Denied access to System Volume Information

[AT46]

Hi,

My anti-virus has detected and partially cleaned up Virtumundo from my computer but it says that there are still two components which have to be removed manually:

C:\System Volume Information\_restore1B16EE2E-9342-4425-8B41-1D61C85150F7}\RP46\A0009753.dll

C:\System Volume Information\_restore1B16EE2E-9342-4425-8B41-1D61C85150F7}\RP46\A0009754.dll

However, I am denied access to this folder despite being the Admin.

All anti-virus scans are coming back clean (except for the above which are quarantined) but have attached Hijack This log just to check.

Cheers, any advise is much appreciated

 

[howard_hopkinso]

Your HJT log is clean.

No antivirus programme can clean inside a system restore point, hence the message you are seeing.

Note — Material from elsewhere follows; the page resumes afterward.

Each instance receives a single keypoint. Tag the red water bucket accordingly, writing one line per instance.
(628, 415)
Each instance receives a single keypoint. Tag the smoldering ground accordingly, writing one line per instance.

Turn off system restore.(XP/ME only) See how here.> http://www.bleepingcomputer.com/forums/tutorial56.html This will delete all your restore points and anything nasty that`s in them.

Boot into safe mode, under your normal user name(NOT THE ADMINISTRATOR ACCOUNT). See how here.> http://www.bleepingcomputer.com/forums/tutorial61.html

In Windows Explorer, turn on "Show all files and folders, including hidden and system". See how here.> http://www.bleepingcomputer.com/forums/tutorial62.html

Run a full system scan with your antivirus programme and delete whatever it finds. This includes anything in the virus vault.

Reboot into normal mode, turn system restore back on and rehide your protected OS files.

If you have any further virus/spyware problems, please post in this thread.


Regards Howard

This thread is for the use of AT46 only. Please don`t post your own virus/spyware problems in this thread. Instead, open a new thread in our security and the web forum.

 

[smore9648]

Is this encryted or from an encrypted folder?